KUDZU

“What we call failure is not the falling down, but the staying down.” — Mary Pickford

Revelation 3:11-22 (esp. 19-20)
Titus 3:3-8 (esp. 5)
Romans 12

You will not reach perfection in this lifetime.

Why don’t we teach this? How much heartache could we avoid?

Some people sow frustration by planting a vine called kudzu. Have you ever seen kudzu? Somebody thought it would be great for cattle because it grows anywhere and quickly. Cows didn’t like it. It now covers the South.

Spiritual kudzu grows in our lives because people tell us perfection sits within reach. They tell us it’s attainable. They say we can live without blemish, reach a state sans ugly desire, and slough off the cravings of our eyes. This, we think, will lead us away from failure and mistakes. We can do everything God wants, everything he says we should. Our Christian membership card grants all this instantly.

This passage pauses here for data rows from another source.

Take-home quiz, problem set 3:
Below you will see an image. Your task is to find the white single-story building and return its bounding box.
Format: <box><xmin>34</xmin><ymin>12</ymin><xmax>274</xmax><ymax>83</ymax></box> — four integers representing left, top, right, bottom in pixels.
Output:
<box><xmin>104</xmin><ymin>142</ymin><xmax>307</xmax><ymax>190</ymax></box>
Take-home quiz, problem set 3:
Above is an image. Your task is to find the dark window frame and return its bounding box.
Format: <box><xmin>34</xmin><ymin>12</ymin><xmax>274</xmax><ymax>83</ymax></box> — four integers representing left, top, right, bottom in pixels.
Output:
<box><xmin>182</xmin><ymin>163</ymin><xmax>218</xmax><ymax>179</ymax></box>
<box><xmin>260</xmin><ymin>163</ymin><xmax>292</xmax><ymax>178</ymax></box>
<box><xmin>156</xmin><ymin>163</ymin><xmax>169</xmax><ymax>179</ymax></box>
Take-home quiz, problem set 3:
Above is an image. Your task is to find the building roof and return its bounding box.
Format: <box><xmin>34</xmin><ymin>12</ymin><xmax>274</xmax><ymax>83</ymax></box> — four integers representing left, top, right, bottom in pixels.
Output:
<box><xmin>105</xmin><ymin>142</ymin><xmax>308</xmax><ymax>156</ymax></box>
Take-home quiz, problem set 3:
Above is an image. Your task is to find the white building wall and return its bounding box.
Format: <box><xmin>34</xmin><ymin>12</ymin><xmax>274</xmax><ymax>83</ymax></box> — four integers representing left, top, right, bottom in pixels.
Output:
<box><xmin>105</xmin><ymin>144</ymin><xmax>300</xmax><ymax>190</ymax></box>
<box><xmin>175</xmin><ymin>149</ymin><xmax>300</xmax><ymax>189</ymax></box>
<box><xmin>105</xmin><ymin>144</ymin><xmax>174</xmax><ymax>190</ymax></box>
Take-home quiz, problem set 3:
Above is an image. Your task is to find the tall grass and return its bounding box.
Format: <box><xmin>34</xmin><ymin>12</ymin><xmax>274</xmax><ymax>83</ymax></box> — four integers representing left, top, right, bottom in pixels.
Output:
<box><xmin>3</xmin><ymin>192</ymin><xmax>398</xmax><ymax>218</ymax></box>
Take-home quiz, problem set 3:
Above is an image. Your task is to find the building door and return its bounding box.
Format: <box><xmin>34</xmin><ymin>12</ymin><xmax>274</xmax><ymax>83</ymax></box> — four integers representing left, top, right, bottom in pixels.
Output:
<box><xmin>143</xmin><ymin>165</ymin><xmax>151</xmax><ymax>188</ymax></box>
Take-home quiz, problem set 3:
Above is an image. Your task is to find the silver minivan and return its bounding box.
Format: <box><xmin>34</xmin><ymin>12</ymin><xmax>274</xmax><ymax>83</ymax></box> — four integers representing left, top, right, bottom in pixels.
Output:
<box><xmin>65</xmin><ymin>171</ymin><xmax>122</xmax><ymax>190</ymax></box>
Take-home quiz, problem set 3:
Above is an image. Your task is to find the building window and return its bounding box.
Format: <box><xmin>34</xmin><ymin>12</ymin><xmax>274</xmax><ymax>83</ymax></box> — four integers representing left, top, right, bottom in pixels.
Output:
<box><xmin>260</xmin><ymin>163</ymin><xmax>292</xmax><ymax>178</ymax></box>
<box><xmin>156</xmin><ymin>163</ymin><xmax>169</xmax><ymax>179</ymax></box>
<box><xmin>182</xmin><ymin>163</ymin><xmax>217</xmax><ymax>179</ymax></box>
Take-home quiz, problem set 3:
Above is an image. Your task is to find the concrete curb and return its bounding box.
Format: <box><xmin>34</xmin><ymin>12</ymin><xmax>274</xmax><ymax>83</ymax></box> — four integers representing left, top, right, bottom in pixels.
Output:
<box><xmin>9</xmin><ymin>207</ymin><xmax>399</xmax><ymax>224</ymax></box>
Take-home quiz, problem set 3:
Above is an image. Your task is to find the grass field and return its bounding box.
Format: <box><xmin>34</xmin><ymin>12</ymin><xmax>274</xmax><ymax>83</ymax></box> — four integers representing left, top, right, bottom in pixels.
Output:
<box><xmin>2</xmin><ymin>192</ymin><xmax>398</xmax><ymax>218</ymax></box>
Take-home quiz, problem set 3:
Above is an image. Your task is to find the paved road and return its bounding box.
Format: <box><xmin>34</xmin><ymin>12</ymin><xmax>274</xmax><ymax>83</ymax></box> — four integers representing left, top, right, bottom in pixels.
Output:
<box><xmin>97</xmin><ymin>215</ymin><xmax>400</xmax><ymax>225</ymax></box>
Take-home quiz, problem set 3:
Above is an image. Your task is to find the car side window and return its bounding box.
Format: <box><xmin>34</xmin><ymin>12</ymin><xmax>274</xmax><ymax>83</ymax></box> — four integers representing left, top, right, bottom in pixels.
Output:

People water this kudzu each time they scorn someone’s stumbling. They fertilize it when they hold up a fictional ideal of an unblemished life. Kudzu frustrates and brings despair; you continually have to cut it back. This philosophy does the same to us.

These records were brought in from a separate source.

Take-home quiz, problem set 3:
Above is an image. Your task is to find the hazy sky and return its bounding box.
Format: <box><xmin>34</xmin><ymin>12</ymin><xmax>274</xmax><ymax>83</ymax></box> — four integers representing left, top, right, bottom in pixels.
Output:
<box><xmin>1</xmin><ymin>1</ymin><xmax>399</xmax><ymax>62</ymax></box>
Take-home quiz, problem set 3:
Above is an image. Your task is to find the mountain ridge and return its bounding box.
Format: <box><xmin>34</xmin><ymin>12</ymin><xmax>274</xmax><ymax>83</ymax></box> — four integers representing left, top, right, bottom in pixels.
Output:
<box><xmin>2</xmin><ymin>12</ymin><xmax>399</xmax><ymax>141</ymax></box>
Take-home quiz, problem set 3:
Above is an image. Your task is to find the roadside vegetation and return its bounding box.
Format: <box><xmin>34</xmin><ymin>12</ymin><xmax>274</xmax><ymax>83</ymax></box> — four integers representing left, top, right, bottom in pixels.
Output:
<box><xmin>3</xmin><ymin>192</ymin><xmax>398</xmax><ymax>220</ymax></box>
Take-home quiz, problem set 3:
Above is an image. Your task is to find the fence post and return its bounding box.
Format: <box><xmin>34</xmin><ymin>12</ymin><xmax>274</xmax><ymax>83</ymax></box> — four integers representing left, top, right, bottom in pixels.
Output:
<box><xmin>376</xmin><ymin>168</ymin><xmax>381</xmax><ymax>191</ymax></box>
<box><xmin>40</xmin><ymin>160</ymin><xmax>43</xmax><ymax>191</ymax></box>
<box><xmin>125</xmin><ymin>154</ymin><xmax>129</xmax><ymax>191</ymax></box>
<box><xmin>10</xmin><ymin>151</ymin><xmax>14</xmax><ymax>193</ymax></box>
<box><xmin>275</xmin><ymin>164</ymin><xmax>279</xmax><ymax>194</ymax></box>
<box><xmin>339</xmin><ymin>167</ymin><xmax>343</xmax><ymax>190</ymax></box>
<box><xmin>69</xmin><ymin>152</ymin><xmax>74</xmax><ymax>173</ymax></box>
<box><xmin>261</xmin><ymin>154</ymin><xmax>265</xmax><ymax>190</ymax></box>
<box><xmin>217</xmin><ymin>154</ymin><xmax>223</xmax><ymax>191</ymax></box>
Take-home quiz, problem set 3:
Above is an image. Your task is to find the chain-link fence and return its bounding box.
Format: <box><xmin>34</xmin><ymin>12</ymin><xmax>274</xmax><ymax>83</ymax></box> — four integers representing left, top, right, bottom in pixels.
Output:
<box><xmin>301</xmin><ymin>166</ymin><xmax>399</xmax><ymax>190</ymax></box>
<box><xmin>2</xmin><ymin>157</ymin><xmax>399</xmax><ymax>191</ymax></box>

Eventually, having heard enough of this talk from others, we learn to care for the vine ourselves. We chastise ourselves for every slip, every fall. And that rogue vine starts suffocating everything under it. We think, “Something is wrong with me. God doesn’t like me, because I am not like the perfect people.” Self-hatred finds root and grows.

Kill the vine at its roots. Know that you will not reach perfection here.

We will fall. We will turn away from God’s teaching. But we can grow.

If this sounds too much like Rasputin’s sin-so-grace-may-abound philosophy, it’s not. The impossibility of attaining perfection or walking without stumbling does not license us to do whatever the moment desires. It does, however, free us from the burden of being perfect.

After we stop wrestling with the constantly creeping vine of perfectionism, we confront another kind of kudzu. When we slip or fall, we’ll hear a voice saying, “Just stay down. You’re going to do it again, so you might as well quit. Save yourself the striving, the grief.” We hear it each time we stumble.

For how many people does this authorize continuing in what they believe is wrong? “I’ve done it before, so I might as well again.” “I blew it, I lost it, I’m not perfect. Why go back?”

Keep cutting the vine back. Continue resisting the clarion call to lie down, to give in. Keep going back to the God we wound. He keeps waiting, like a father watching his infant learn to walk. Stumbles and falls will come. But each new ascent matures us.

You will stumble.  Growth may even necessitate it.

How does perfectionism suffocate?  How has it suffocated you?
Why is returning to God, getting up after we fall, so difficult?